As temps, they were making 55 an hour. So they wanted their doctors to raise them to 55 an hour, but what they were not taking into consideration were, the 4 percent match that they were receiving and all of the money that they invested, they had an investment plan. They had benefits. This company had even given them at one point, a payout at the end of the year.

of like 10, 000 per employee. This office was going over and above with delivering results for their employees. And yet the employees were not taking that into consideration. So we talked about that with each employee and ask him, do you need benefits? Because if you don't want the benefits, we may be able to afford to pay you a little bit more per hour.

But if the benefits are important, it might be something you want to consider. Also, in the temporary position, is that going to be full time work for you? Because I'm providing you with full time hours when you work for me. And this has been a long term arrangement. The other thing that we did was to actually analyze the practice numbers.

where they were, their percent of payroll up against what the average is. And what we found was the company, the practice was already over by at least 5 percent in their payroll. So the only way that practice could realistically. afford to give them the raise they wanted is if they were to improve their production.

So we turned it back on the employees and said, okay, we'll consider the raise, but this is what we need from you. And so one of the programs that we introduced again, going back to fluoride, which is something really simple to sell is.
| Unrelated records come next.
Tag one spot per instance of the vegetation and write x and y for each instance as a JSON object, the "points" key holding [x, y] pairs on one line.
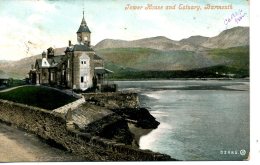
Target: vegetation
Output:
{"points": [[143, 63], [38, 96]]}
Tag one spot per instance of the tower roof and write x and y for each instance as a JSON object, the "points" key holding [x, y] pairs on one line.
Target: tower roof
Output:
{"points": [[83, 26]]}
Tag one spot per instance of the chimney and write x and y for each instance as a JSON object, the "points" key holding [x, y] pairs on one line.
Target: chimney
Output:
{"points": [[44, 54]]}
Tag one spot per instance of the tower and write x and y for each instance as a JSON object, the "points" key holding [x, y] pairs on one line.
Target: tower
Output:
{"points": [[83, 34]]}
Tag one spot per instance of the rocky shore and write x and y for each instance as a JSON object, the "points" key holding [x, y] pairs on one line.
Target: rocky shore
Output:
{"points": [[106, 127]]}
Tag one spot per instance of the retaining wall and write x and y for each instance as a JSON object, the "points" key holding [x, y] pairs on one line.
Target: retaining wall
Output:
{"points": [[114, 100], [53, 128]]}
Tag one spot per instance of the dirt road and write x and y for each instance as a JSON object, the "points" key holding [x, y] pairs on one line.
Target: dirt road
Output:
{"points": [[19, 146]]}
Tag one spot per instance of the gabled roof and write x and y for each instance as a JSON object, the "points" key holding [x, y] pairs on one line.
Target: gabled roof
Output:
{"points": [[82, 48], [96, 57], [53, 61]]}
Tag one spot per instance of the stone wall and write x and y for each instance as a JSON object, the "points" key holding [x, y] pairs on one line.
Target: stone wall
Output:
{"points": [[114, 100], [53, 128]]}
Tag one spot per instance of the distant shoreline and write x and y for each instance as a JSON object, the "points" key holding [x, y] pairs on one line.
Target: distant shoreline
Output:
{"points": [[231, 79]]}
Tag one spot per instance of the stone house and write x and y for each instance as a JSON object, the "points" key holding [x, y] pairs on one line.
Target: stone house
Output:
{"points": [[78, 68]]}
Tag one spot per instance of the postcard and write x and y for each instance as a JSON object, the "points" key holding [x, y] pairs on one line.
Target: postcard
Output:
{"points": [[124, 80]]}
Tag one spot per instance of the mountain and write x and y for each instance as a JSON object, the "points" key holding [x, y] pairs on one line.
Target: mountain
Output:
{"points": [[130, 62], [160, 43], [227, 52], [195, 40], [237, 36]]}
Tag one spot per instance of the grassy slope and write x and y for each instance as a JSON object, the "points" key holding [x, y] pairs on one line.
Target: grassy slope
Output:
{"points": [[38, 96], [149, 63]]}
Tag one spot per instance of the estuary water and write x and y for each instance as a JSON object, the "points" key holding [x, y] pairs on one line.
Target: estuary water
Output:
{"points": [[199, 119]]}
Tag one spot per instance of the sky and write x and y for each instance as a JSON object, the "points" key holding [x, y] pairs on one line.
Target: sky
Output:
{"points": [[28, 27]]}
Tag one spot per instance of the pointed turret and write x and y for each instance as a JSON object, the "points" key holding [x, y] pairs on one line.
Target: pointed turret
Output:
{"points": [[83, 26], [83, 34]]}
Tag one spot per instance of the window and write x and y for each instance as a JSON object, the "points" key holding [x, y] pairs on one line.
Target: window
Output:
{"points": [[82, 79], [52, 76]]}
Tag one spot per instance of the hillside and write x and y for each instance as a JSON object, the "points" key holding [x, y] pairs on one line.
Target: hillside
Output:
{"points": [[237, 36], [159, 43], [150, 63], [229, 48]]}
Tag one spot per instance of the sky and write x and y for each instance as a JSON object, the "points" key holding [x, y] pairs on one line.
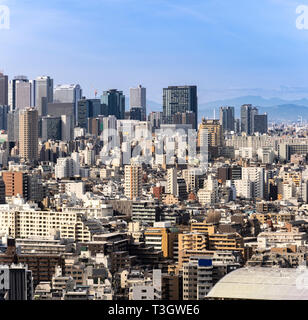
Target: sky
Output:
{"points": [[226, 48]]}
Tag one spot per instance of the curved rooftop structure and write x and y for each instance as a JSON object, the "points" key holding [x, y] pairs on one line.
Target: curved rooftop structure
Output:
{"points": [[257, 283]]}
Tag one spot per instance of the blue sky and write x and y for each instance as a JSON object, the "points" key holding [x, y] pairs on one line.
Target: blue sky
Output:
{"points": [[227, 48]]}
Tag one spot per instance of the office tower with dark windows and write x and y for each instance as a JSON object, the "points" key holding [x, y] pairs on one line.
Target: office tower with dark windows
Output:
{"points": [[179, 99], [51, 128], [28, 134], [3, 117], [68, 93], [87, 108], [246, 119], [13, 126], [4, 82], [227, 118], [43, 94], [113, 104], [20, 91], [16, 282], [138, 99], [156, 119], [136, 113], [260, 123]]}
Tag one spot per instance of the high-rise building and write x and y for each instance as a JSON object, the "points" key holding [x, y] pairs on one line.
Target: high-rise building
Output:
{"points": [[227, 118], [16, 282], [260, 123], [113, 103], [3, 117], [20, 91], [43, 94], [4, 80], [210, 131], [156, 119], [138, 99], [28, 134], [51, 128], [68, 94], [13, 126], [88, 108], [133, 184], [180, 99], [172, 184], [16, 183], [246, 125]]}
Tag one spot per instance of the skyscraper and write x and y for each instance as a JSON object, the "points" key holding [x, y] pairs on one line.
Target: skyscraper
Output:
{"points": [[68, 94], [113, 103], [180, 99], [210, 131], [246, 125], [28, 134], [138, 99], [133, 185], [227, 118], [44, 94], [3, 89], [260, 123], [20, 90], [3, 117], [51, 128]]}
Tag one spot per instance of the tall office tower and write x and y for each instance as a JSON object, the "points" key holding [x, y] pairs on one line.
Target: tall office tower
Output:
{"points": [[246, 119], [172, 181], [33, 93], [2, 191], [156, 119], [136, 113], [87, 108], [3, 117], [256, 176], [133, 185], [76, 163], [237, 125], [113, 103], [16, 183], [179, 99], [68, 94], [214, 133], [227, 118], [64, 168], [4, 83], [260, 123], [109, 133], [138, 98], [28, 134], [20, 90], [67, 127], [13, 126], [254, 112], [16, 282], [43, 94], [51, 128]]}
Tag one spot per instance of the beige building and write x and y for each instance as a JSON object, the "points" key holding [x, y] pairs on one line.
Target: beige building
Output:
{"points": [[133, 183], [28, 134], [23, 222]]}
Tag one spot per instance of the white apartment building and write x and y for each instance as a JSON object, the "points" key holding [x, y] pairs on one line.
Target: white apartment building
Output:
{"points": [[24, 221]]}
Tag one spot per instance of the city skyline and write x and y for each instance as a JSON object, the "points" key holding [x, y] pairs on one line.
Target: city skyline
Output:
{"points": [[224, 55]]}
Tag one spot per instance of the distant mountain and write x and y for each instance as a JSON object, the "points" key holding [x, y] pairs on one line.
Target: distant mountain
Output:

You need to include a fluoride case with every one of these and as we improve our numbers and our production, and we go from 30 percent back down to 20 or 25 percent in the right range, now we can afford to talk about giving you a raise.

But we need you to work with us, and being able to make sure that we're hitting the numbers that we need to hit as well. And so it's all about how you position that conversation.

Michael: Glenda, thank you so much for being with me on this Monday morning episode.